Halides are most often purified by direct distillation, but occasionally other methods are used with, or in addition to the distillation. If impurities in the range of 50 to 100 ohm-centimeter are desired, pyrex or steel columns are adequate, and indeed high-silicon tetrachloride and trichlorosilane are normally shipped in steel tanks.
The first commercial process for the production of semiconductor-grade silicon used zinc to reduce silicon tetrachloride. A number of problems are associated with this method. Zinc with its high melting point poses problems. The silicon grows out in dendrites, or needles, from the walls of the container and some form of densification must be used prior to charging into a crystal puller. Even though the starting materials are carefully purified before feeding into the reactor, trace impurities still remain and appear in the deposited silicon. The zinc process has been completely supplanted by various hydrogen-reduction methods.

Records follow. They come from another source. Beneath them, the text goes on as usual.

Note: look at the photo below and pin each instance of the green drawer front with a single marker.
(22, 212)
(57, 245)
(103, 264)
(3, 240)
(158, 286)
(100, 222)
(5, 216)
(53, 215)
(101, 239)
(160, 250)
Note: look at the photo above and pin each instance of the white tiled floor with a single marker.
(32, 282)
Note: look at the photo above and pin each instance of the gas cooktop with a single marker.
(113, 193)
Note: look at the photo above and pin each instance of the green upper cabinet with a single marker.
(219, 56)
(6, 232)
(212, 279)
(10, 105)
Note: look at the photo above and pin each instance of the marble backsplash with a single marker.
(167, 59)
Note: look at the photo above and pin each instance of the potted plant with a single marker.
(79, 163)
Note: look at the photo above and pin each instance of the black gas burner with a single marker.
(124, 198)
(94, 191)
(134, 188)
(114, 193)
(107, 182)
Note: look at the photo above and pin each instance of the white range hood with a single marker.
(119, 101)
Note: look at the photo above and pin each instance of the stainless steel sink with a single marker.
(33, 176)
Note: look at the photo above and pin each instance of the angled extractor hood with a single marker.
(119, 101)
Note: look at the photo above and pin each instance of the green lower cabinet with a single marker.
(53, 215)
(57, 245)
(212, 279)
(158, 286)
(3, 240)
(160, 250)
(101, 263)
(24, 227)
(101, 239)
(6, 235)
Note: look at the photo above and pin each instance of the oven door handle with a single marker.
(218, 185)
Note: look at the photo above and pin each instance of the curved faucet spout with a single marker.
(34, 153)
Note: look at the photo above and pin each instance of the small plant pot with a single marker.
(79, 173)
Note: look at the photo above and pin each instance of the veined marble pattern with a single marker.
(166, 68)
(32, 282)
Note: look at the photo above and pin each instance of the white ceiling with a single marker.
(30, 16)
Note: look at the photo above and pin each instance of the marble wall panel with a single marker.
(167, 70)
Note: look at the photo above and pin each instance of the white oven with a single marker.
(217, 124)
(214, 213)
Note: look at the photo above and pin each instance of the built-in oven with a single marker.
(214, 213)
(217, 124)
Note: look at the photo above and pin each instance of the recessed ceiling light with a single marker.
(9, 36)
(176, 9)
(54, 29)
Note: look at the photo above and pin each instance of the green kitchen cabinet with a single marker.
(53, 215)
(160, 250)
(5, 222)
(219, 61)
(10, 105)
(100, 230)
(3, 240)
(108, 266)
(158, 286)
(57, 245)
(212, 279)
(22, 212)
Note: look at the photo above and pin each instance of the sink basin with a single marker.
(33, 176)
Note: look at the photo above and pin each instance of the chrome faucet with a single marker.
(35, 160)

Silane decomposition involves the pyrolytic decomposition of silane. It has not been widely used, however, because of the difficulty of making silane and because of the hazard of its instability. Silane will ignite and explode in air and is decomposed by water containing traces of alkali.
The iodide process using the decomposition of silicon tetraiodide to form silicon is used quite often, however, because of the high cost of iodine, a recovery process is necessary. In order to obtain reasonable deposition rates, low pressures are required, so that a combination of vacuum pumps and iodine traps is required. It is because of these additional requirements that the process has thus far not proved commercially feasible.
The most used method in the manufacturing of silicon is the use of silicon tetrachloride (SiCl.sub.4) and trichlorosilane (SiHCl.sub.3). The use of trichlorosilane is favored over silicon tetrachloride because of faster deposition rates and because it is apparently easier to remove phosphorus and boron compounds from it. However, as in some of the previously mentioned manufacturing processes, complicated reactor systems must be used. Most reactors use a heated quartz tube. The quartz tube is very simple, may be resistance heated and produces predominantly dense silicon with some protuberances on the inside. However, the silicon bonds to the quartz, which must be removed by leaching in hydrofluoric acid. The loss of a quartz tube each run raises the processing costs and the etching usually induces contamination, as does the quartz tube itself.
Accordingly, an object of this invention is to provide a method of purifying silicon that requires only simple materials.
Another object of this invention is to provide a method of purifying silicon at low cost.
Another object of this invention is to provide a method of purifying silicon that requires only simple apparatus.